CVE-2024-49117 | Windows Hyper-V Remote Code Execution Vulnerability (Cumulative Update)

https://msrc.microsoft.com/update-guide/en-US/advisory/CVE-2024-49117

This vulnerability would require an authenticated attacker on a guest VM to send specially crafted file operation requests on the VM to hardware resources on the VM which could result in remote code execution on the host server.

CVE-2024-49118/CVE-2024-49122 | Microsoft Message Queuing (MSMQ) Remote Code Execution Vulnerability (Cumulative Update/Monthly Rollup)

https://msrc.microsoft.com/update-guide/en-US/vulnerability/CVE-2024-49118

https://msrc.microsoft.com/update-guide/en-US/vulnerability/CVE-2024-49122

Successful exploitation of this vulnerability requires an attacker to win a race condition during the execution of a specific operation that recurs in a low frequency on the target system. This might require an attacker to invest a significant amount of time to exploit the vulnerability if the race condition is not won.

CVE-2024-49126 | Windows Local Security Authority Subsystem Service (LSASS) Remote Code Execution Vulnerability (Cumulative Update/Monthly Rollup)

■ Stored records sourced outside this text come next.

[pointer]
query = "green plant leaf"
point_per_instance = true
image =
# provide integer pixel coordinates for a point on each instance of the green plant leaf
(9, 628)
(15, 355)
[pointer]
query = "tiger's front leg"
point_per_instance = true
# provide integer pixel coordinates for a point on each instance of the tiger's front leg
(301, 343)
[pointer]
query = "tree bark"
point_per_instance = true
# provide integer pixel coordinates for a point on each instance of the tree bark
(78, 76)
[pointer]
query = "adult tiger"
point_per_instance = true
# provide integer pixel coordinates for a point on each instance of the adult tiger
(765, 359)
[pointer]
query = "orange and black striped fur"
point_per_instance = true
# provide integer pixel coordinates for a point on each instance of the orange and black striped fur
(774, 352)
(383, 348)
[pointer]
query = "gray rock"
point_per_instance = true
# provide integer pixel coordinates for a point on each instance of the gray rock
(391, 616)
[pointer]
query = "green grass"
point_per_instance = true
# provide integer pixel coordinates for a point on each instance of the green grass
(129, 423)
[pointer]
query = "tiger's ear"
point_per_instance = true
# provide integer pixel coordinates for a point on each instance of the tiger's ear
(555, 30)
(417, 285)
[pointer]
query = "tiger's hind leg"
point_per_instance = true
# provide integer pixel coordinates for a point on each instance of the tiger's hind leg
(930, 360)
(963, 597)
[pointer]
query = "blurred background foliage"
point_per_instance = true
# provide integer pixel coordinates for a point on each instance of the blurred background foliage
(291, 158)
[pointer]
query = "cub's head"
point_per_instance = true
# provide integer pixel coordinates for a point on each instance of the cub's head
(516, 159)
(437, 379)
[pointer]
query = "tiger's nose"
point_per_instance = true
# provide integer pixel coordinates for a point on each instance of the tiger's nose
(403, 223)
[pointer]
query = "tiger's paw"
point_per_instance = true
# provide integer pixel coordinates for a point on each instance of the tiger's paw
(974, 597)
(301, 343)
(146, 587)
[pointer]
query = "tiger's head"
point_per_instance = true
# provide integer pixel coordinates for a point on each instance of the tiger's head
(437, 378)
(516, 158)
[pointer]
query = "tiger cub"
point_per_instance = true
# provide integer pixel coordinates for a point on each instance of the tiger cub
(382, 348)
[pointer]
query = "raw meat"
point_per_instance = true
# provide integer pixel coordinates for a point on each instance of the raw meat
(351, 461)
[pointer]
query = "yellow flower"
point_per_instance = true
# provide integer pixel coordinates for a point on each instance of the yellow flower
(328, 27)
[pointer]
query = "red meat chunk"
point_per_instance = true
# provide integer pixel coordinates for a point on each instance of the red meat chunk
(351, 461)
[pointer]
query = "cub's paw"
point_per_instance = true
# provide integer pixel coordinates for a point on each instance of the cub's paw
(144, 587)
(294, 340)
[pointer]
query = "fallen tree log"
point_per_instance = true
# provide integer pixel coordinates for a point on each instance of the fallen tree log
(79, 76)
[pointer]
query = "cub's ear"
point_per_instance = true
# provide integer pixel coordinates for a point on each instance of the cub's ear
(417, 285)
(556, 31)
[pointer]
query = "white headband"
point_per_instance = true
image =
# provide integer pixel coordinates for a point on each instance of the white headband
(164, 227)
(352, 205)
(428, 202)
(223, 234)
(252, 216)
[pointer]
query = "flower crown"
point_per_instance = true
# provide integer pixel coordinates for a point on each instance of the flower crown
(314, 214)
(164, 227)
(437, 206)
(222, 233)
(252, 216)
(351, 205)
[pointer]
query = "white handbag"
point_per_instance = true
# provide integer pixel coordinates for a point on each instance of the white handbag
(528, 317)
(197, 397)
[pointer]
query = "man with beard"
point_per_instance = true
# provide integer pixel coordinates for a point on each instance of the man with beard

https://msrc.microsoft.com/update-guide/en-US/advisory/CVE-2024-49126

Successful exploitation of this vulnerability requires an attacker to win a race condition. The attacker for this vulnerability could target the server accounts in an arbitrary or remote code execution and attempt to trigger malicious code in the context of the server’s account through a network call. The attacker needs no privileges nor does the user need to perform any action.

CVE-2024-49138 | Windows Common Log File System Driver Elevation of Privilege Vulnerability (Cumulative Update/Monthly Rollup)

https://msrc.microsoft.com/update-guide/en-US/advisory/CVE-2024-49138

An attacker who successfully exploited this vulnerability could gain SYSTEM privileges.